Después encontró a Loreto Sesma, a Sara Búho, a Patricia Benito. Indagó y viajó a otras escritoras y se cruzó con Cristina Peri Rossi y comprendió aquello que ella escribió, tanto atrás: que las palabras no sirven para detener lo malo, pero sí para aliviar el dolor y que es allí en donde la literatura cobra sentido. Los días, sus días, ya no se escapaban entre videos y pantallas. Sus ojos se afinaron, su gusto se hizo más preciso, conoció el placer de la lectura.

Y encontró a Paola Soto, una escritora apenas mayor que él, que logró que sintiera la cercanía en las letras, el acompañamiento, el abrigo de un poema que es como una manta que lo cubre todo, cuando uno está mal abrigado. Lloró cuando leyó Me estoy rompiendo sólo para ver qué me hiciste por dentro, y entonces decidió buscar a la autora, a Paola Soto. Escribirle, explorar e intentar comprender cómo era que las palabras y los poemas tienen la capacidad de hacer todo eso. Cómo era el proceso creativo de algo tan maravilloso. Paola fue amable y contestó sus preguntas. Le dijo que ella buscaba que sus poemas se sostengan solos, que mostraran un sentimiento traducido en palabras. Que cuando se sienta a escribir, el momento se reduce a lo que quiere decir y a cómo quiere decirlo, que ahí está la satisfacción, el reto, el sentimiento, la vulnerabilidad y el enfrentamiento con el ego en el proceso de edición. Que escribir no es del todo placentero, sino un proceso, un trabajo, que toma su tiempo, y que a la vez es todo eso junto lo que la convoca de la escritura. Traer a la vida algo que vale la pena, a pesar de que confía en que el momento de crear tiene que ser íntimo y que escribir de por sí es un oficio solitario. Que lo que pasa es que luego, cuando hay un resultado visible y llega a ser un libro o un texto publicado, ese mismo artefacto encuentra a su lector y ahí ocurre algo hermoso que no depende de ella. Y que esa conexión solo puede venir de la verdad, de cuando uno es honesto al hacer algo y de alguna forma cuenta una historia universal.

hojas de un libro

Se sintió maravillado. La poesía era una mejor versión del mundo: la utilización de las letras para saldar sentimientos y para regalarle a él la certeza de que no estaba tan solo ni tan aislado, de que había otros y otras con sus mismas inquietudes, incertidumbres y pesares, y que ya no tendría que cruzar oscuridades sin mapas. Encontró la complicidad, las reflexiones, el lenguaje directo y sencillo, la utilización de las redes sociales con un sentido y un fin realmente de red y realmente social; respetando eso y usándolo a su favor.

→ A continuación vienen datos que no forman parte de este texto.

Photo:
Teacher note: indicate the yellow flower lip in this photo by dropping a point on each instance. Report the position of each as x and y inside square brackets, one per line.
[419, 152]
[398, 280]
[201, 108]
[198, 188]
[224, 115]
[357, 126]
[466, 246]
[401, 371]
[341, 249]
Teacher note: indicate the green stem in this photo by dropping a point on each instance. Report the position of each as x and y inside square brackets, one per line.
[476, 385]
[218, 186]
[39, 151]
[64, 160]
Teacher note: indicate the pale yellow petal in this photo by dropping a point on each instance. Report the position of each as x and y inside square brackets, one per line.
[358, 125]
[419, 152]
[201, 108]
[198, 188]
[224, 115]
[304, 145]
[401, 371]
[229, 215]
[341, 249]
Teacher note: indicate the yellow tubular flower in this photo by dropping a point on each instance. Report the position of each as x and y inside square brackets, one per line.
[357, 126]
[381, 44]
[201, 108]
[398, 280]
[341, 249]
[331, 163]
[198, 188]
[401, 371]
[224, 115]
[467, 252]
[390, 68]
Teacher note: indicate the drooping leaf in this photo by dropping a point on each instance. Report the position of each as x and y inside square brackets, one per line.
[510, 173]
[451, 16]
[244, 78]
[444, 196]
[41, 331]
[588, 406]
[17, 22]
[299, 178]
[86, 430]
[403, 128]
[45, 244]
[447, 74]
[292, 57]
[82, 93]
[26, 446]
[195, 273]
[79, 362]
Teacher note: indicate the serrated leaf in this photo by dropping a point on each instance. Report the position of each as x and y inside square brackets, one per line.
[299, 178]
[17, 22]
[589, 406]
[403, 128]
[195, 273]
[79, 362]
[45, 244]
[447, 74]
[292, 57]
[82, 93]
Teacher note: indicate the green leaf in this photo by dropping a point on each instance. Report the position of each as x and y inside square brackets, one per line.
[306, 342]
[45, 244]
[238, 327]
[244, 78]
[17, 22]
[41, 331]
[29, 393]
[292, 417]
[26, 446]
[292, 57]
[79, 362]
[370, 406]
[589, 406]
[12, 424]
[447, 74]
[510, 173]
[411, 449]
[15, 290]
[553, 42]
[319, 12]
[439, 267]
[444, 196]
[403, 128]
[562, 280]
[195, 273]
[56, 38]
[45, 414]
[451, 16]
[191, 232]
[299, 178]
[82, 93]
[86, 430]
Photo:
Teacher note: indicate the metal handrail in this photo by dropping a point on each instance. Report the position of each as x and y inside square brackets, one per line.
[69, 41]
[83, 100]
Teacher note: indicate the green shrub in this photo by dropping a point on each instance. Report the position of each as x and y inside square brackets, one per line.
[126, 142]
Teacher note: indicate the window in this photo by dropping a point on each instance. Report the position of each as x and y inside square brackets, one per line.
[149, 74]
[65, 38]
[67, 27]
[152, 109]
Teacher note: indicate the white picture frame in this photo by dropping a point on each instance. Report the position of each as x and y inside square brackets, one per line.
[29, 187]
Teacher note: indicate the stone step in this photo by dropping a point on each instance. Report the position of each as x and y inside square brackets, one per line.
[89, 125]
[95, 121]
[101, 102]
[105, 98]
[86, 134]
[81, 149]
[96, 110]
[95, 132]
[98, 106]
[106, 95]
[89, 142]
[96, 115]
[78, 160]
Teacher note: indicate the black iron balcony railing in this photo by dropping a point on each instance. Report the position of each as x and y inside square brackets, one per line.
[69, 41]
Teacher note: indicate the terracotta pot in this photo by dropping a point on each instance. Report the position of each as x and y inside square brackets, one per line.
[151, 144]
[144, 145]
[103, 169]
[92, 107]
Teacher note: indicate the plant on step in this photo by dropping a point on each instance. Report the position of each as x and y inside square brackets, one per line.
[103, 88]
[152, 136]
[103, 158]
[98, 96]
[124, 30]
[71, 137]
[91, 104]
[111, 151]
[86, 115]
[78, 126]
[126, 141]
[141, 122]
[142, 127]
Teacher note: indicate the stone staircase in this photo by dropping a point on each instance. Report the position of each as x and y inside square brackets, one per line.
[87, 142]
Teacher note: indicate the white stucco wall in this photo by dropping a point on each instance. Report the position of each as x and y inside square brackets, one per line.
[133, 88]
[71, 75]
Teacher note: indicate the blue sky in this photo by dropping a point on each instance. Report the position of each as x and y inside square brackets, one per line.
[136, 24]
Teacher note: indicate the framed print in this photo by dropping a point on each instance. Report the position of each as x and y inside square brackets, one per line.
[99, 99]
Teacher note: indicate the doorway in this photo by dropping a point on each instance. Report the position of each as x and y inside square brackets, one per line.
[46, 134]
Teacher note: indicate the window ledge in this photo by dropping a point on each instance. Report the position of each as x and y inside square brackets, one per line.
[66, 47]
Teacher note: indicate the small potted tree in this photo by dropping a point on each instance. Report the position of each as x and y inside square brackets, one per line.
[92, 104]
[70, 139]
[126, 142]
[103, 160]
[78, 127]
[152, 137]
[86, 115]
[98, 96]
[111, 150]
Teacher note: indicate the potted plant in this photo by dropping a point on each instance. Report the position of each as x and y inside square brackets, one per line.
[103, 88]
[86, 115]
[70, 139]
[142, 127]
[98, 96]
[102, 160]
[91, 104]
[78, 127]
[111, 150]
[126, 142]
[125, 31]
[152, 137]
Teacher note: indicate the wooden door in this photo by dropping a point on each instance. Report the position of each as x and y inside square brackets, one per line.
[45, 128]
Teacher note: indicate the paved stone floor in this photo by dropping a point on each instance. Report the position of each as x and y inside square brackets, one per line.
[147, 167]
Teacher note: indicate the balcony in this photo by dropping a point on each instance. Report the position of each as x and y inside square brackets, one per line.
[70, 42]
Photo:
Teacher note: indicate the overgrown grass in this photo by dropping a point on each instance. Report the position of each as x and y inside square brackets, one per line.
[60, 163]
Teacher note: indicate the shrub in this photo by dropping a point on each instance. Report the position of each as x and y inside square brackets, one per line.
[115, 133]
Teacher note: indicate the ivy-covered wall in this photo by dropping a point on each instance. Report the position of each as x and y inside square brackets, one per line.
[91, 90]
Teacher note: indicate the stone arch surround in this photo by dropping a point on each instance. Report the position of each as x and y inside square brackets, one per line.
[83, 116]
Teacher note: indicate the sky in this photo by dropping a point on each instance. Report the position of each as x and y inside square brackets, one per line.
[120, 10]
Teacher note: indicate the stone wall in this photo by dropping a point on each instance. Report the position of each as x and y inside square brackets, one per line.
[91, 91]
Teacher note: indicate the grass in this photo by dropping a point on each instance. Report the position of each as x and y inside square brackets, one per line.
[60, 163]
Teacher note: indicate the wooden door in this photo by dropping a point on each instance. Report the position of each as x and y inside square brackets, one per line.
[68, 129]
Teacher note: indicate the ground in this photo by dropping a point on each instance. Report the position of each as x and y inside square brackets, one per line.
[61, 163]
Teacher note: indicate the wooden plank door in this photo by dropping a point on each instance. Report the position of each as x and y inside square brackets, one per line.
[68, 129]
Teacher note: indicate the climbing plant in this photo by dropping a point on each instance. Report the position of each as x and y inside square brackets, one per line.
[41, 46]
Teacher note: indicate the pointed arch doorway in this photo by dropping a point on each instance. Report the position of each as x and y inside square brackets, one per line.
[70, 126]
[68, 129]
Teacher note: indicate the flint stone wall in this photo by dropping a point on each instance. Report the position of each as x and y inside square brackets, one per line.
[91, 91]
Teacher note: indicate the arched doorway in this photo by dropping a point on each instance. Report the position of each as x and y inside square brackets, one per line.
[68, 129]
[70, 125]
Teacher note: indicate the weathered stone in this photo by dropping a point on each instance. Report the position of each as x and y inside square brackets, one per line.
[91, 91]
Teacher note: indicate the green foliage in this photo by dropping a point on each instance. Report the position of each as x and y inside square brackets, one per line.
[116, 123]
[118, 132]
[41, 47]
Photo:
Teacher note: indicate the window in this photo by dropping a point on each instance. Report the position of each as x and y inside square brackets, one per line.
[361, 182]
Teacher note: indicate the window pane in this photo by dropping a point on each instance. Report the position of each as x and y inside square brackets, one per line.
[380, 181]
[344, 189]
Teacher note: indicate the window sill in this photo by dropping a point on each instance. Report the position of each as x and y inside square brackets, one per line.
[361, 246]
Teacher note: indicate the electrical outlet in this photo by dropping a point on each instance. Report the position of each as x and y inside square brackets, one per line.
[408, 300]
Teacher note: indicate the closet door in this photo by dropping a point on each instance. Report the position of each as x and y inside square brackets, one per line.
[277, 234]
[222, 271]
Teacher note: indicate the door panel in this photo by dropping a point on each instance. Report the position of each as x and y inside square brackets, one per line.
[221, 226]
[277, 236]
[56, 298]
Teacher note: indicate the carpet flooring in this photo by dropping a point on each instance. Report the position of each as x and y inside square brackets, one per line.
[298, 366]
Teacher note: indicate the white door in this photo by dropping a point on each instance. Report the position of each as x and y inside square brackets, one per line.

Encontró allí la pureza del mensaje; las intenciones sin maquillaje que buscan acariciar una herida que aún sangra, regalar una sonrisa o, a veces también, enseñarnos los dientes para terminar de desarmarnos y luego volver a montarnos, de una mejor manera. Y la poesía le recordaba, sobre todo, que era pequeño y endeble y que eso está bien. Y que lo que no lo golpea también podía destruirlo.

La poesía lo alcanzó gracias a un puñado de nuevos autores, pero principalmente, autoras que llegaron y le inyectaron a la poesía una transfusión de sangre.

Pensó que eso no era para cualquiera: que la poesía seguramente germinaba sólo en un reducido espacio en donde no todos caben, en donde no cualquiera es capaz de abrir su cuerpo y dejar pasar las palabras como si fueran balas que dañan y luego sanan. Pero estaba equivocado. Recordó la primera oración que Paola Soto le había regalado: La poesía es una respuesta inmediata para entender o interpretar lo que ocurre alrededor, todo el tiempo. Y eso, pensó, es algo que todos necesitamos, mucho más que una pantalla o un control remoto.